Summary. The paper develops a theoretical framework for entropy mechanics in RLVR for LLMs. It derives a first-order approximation of token-level entropy change that yields entropy polarity, a signed quantity predicting whether a sampled update expands or contracts entropy. The analysis identifies a structural asymmetry (frequent high-probability tokens contract entropy; lower-probability samples expand it) and shows that positive and negative polarity branches play complementary roles. Building on this, the authors propose Polarity-Aware Policy Optimization (PAPO), which preserves both polarity branches via advantage reweighting and adaptively reallocates optimization pressure using the empirical entropy trajectory as a phase signal. Experiments on mathematical reasoning and agentic benchmarks report that PAPO outperforms competitive baselines with improved training efficiency and reward gains.

Significance. If the first-order approximation holds and the empirical predictions are robust, the work would provide a token-level mechanism for entropy control that is more granular than global regularization approaches. PAPO's adaptive reweighting and the reported gains on reasoning benchmarks could influence how exploration is managed in LLM fine-tuning pipelines.

major comments (3)

[§3.2, Eq. (4)] §3.2, Eq. (4): The first-order Taylor expansion ΔH ≈ ∑_t (∂H/∂π_t) · Δπ_t is introduced without an explicit bound on the remainder involving second derivatives of -p log p and cross-token terms. In RLVR, sampled updates frequently produce probability ratios >2 or <0.5 on high-mass tokens; under these conditions the quadratic and higher-order contributions are not demonstrably negligible, which directly affects whether polarity reliably predicts actual finite-difference entropy change.
[§4.3, Table 2] §4.3, Table 2: The reported correlation between polarity and observed entropy change is given only for the linear regime; no ablation compares polarity-based predictions against the full finite-difference entropy ΔH computed directly from the updated policy. This leaves open whether the structural asymmetry (frequent tokens contract, rare tokens expand) persists outside the first-order regime.
[§5.1, Algorithm 1] §5.1, Algorithm 1: PAPO's advantage reweighting and adaptive allocation between polarity branches are motivated by the first-order analysis, yet the method is evaluated only against global-entropy baselines.
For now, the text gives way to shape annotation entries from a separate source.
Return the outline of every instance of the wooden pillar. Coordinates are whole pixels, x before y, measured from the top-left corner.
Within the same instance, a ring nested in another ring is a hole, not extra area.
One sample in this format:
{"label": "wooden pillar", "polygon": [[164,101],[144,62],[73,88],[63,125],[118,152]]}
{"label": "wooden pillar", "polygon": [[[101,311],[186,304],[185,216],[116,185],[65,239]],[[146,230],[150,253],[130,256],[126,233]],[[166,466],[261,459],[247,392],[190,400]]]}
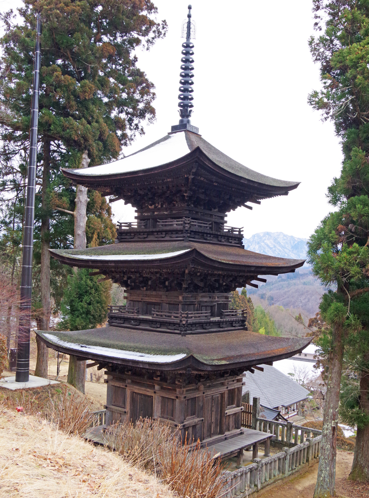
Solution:
{"label": "wooden pillar", "polygon": [[[255,399],[255,398],[254,398]],[[252,459],[258,458],[258,451],[259,450],[259,443],[256,442],[252,447]]]}
{"label": "wooden pillar", "polygon": [[[252,423],[251,428],[256,429],[257,422],[256,419],[259,418],[260,413],[260,399],[253,398],[252,399]],[[255,458],[256,457],[255,457]]]}
{"label": "wooden pillar", "polygon": [[264,443],[265,451],[264,452],[264,457],[269,457],[270,454],[270,438],[268,437]]}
A direct comparison that disables the polarity-specific reweighting while keeping the adaptive phase signal would isolate whether the claimed benefit stems from the polarity mechanism or from the adaptive schedule alone.

minor comments (2)

[§3] Notation for the polarity quantity is introduced in §3 but the sign convention (positive = expansion) is not restated in the experimental sections, making it easy to misread the polarity-branch plots.
[Figure 3] Figure 3 caption does not specify the exact probability-ratio threshold used to color tokens as 'frequent' versus 'rare', which affects reproducibility of the asymmetry claim.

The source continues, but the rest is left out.